Environnement

La crise du recyclage menace la Montérégie, Jean-François Roberge et la CAQ réclament une intervention de la ministre de l’Environnement


La crise du recyclage menace la Montérégie, Jean-François Roberge et la CAQ réclament une intervention de la ministre de l’Environnement

Alors que les centres de tri de matières recyclables et leurs opérateurs sont en crise, Jean-François Roberge et la CAQ réclament une intervention urgente de la ministre de l’Environnement.

(CHAMBLY, le 17 mai 2018) – Il n’y a pas que la Ville de Montréal qui soit frappée de plein fouet par la crise du recyclage : plusieurs municipalités de la Montérégie, dont Chambly et Saint-Basile-le-Grand, pourraient voir leur centre de tri des matières recyclables fermer au cours des prochains mois si rien n’est fait.
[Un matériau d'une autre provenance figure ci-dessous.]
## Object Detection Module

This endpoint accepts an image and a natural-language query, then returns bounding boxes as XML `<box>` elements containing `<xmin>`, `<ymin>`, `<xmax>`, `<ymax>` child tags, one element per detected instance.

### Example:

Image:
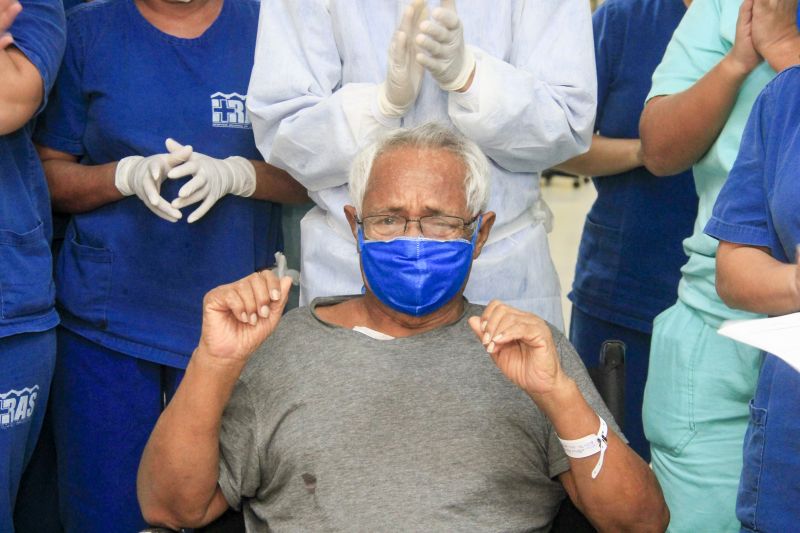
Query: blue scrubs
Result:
<box><xmin>569</xmin><ymin>0</ymin><xmax>697</xmax><ymax>459</ymax></box>
<box><xmin>0</xmin><ymin>0</ymin><xmax>66</xmax><ymax>531</ymax></box>
<box><xmin>35</xmin><ymin>0</ymin><xmax>281</xmax><ymax>532</ymax></box>
<box><xmin>705</xmin><ymin>67</ymin><xmax>800</xmax><ymax>532</ymax></box>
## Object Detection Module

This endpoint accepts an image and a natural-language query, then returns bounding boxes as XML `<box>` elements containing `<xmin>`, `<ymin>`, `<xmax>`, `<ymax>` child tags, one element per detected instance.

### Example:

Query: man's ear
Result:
<box><xmin>344</xmin><ymin>205</ymin><xmax>358</xmax><ymax>242</ymax></box>
<box><xmin>472</xmin><ymin>211</ymin><xmax>495</xmax><ymax>260</ymax></box>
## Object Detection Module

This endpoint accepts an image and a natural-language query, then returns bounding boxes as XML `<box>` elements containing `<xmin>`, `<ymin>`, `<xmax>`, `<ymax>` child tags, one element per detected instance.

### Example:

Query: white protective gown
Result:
<box><xmin>247</xmin><ymin>0</ymin><xmax>597</xmax><ymax>327</ymax></box>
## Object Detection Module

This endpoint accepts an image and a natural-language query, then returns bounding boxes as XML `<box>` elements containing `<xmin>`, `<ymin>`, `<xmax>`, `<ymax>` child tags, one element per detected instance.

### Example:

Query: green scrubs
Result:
<box><xmin>643</xmin><ymin>0</ymin><xmax>775</xmax><ymax>532</ymax></box>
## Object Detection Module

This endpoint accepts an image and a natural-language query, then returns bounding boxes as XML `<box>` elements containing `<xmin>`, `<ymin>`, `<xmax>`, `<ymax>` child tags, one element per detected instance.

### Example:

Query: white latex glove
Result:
<box><xmin>378</xmin><ymin>0</ymin><xmax>428</xmax><ymax>118</ymax></box>
<box><xmin>415</xmin><ymin>0</ymin><xmax>475</xmax><ymax>91</ymax></box>
<box><xmin>167</xmin><ymin>139</ymin><xmax>256</xmax><ymax>224</ymax></box>
<box><xmin>114</xmin><ymin>139</ymin><xmax>192</xmax><ymax>222</ymax></box>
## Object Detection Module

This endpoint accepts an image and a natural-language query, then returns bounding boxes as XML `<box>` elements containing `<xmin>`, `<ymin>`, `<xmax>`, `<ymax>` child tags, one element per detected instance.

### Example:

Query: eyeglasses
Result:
<box><xmin>356</xmin><ymin>215</ymin><xmax>480</xmax><ymax>240</ymax></box>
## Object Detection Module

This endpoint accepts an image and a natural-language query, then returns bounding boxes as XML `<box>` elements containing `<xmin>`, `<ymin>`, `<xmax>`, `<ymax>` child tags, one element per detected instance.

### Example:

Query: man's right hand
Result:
<box><xmin>378</xmin><ymin>0</ymin><xmax>428</xmax><ymax>118</ymax></box>
<box><xmin>198</xmin><ymin>270</ymin><xmax>292</xmax><ymax>364</ymax></box>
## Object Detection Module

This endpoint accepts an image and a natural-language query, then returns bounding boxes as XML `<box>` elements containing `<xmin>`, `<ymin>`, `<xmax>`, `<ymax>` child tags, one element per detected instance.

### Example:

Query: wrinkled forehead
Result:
<box><xmin>364</xmin><ymin>146</ymin><xmax>467</xmax><ymax>215</ymax></box>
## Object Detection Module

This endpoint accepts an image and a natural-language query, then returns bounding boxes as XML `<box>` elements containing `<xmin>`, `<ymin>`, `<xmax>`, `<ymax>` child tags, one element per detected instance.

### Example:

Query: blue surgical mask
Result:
<box><xmin>358</xmin><ymin>218</ymin><xmax>481</xmax><ymax>316</ymax></box>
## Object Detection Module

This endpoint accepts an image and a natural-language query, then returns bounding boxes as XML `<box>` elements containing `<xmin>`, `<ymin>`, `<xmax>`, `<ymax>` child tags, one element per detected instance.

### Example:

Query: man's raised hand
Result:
<box><xmin>469</xmin><ymin>300</ymin><xmax>568</xmax><ymax>396</ymax></box>
<box><xmin>198</xmin><ymin>270</ymin><xmax>292</xmax><ymax>363</ymax></box>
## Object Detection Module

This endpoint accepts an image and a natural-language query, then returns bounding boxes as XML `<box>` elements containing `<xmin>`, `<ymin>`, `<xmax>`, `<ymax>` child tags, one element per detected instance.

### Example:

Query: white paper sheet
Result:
<box><xmin>719</xmin><ymin>313</ymin><xmax>800</xmax><ymax>372</ymax></box>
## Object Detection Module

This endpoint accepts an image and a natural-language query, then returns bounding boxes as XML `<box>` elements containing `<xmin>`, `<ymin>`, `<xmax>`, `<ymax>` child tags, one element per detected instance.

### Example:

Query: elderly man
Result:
<box><xmin>138</xmin><ymin>125</ymin><xmax>668</xmax><ymax>531</ymax></box>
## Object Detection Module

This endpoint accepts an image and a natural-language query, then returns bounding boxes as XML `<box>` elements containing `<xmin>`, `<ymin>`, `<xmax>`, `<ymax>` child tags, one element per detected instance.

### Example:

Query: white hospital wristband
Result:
<box><xmin>558</xmin><ymin>416</ymin><xmax>608</xmax><ymax>479</ymax></box>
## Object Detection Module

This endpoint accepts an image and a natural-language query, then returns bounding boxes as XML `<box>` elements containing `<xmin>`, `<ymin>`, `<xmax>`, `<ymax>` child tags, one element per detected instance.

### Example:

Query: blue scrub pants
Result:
<box><xmin>0</xmin><ymin>329</ymin><xmax>56</xmax><ymax>532</ymax></box>
<box><xmin>51</xmin><ymin>328</ymin><xmax>183</xmax><ymax>533</ymax></box>
<box><xmin>642</xmin><ymin>301</ymin><xmax>761</xmax><ymax>533</ymax></box>
<box><xmin>569</xmin><ymin>306</ymin><xmax>650</xmax><ymax>462</ymax></box>
<box><xmin>736</xmin><ymin>355</ymin><xmax>800</xmax><ymax>533</ymax></box>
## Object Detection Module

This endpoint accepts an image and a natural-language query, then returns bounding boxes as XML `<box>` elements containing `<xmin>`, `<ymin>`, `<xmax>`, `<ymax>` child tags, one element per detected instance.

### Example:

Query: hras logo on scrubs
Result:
<box><xmin>211</xmin><ymin>92</ymin><xmax>252</xmax><ymax>130</ymax></box>
<box><xmin>0</xmin><ymin>385</ymin><xmax>39</xmax><ymax>429</ymax></box>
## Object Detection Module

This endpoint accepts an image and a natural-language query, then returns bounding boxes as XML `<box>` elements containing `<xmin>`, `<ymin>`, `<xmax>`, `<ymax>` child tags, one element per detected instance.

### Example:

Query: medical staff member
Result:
<box><xmin>705</xmin><ymin>65</ymin><xmax>800</xmax><ymax>532</ymax></box>
<box><xmin>640</xmin><ymin>0</ymin><xmax>800</xmax><ymax>532</ymax></box>
<box><xmin>247</xmin><ymin>0</ymin><xmax>596</xmax><ymax>327</ymax></box>
<box><xmin>559</xmin><ymin>0</ymin><xmax>697</xmax><ymax>460</ymax></box>
<box><xmin>0</xmin><ymin>0</ymin><xmax>66</xmax><ymax>532</ymax></box>
<box><xmin>36</xmin><ymin>0</ymin><xmax>305</xmax><ymax>532</ymax></box>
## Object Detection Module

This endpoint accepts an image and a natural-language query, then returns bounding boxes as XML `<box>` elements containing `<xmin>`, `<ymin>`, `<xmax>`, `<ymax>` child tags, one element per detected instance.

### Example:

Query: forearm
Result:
<box><xmin>639</xmin><ymin>56</ymin><xmax>749</xmax><ymax>176</ymax></box>
<box><xmin>250</xmin><ymin>160</ymin><xmax>308</xmax><ymax>204</ymax></box>
<box><xmin>42</xmin><ymin>159</ymin><xmax>123</xmax><ymax>213</ymax></box>
<box><xmin>556</xmin><ymin>135</ymin><xmax>642</xmax><ymax>176</ymax></box>
<box><xmin>716</xmin><ymin>241</ymin><xmax>800</xmax><ymax>315</ymax></box>
<box><xmin>0</xmin><ymin>46</ymin><xmax>44</xmax><ymax>135</ymax></box>
<box><xmin>137</xmin><ymin>348</ymin><xmax>242</xmax><ymax>526</ymax></box>
<box><xmin>532</xmin><ymin>378</ymin><xmax>669</xmax><ymax>531</ymax></box>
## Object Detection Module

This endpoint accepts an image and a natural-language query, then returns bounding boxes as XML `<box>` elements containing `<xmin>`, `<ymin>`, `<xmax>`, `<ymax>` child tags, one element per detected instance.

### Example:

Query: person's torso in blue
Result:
<box><xmin>705</xmin><ymin>67</ymin><xmax>800</xmax><ymax>531</ymax></box>
<box><xmin>570</xmin><ymin>0</ymin><xmax>697</xmax><ymax>333</ymax></box>
<box><xmin>36</xmin><ymin>0</ymin><xmax>282</xmax><ymax>367</ymax></box>
<box><xmin>0</xmin><ymin>0</ymin><xmax>66</xmax><ymax>338</ymax></box>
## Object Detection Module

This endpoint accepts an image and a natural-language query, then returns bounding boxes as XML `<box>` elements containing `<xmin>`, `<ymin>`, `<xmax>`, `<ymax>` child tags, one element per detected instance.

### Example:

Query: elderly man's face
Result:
<box><xmin>362</xmin><ymin>147</ymin><xmax>472</xmax><ymax>227</ymax></box>
<box><xmin>345</xmin><ymin>143</ymin><xmax>494</xmax><ymax>317</ymax></box>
Le député Jean-François Roberge et la CAQ pressent le gouvernement du Québec d’intervenir rapidement pour garantir la pérennité du bac vert et éviter que les matières recyclables prennent le chemin du dépotoir.

Rappelons qu’au début de l’année, la Chine, le principal importateur des matières recyclables du Québec, a resserré drastiquement ses critères d’importation, fermant de fait son marché à l’immense majorité des matières recyclées de la province. Devant l’absence de débouchés et devant composer avec une baisse phénoménale des prix sur les marchés, de nombreux centres de tri et leurs opérateurs se retrouvent aujourd’hui sur la corde raide.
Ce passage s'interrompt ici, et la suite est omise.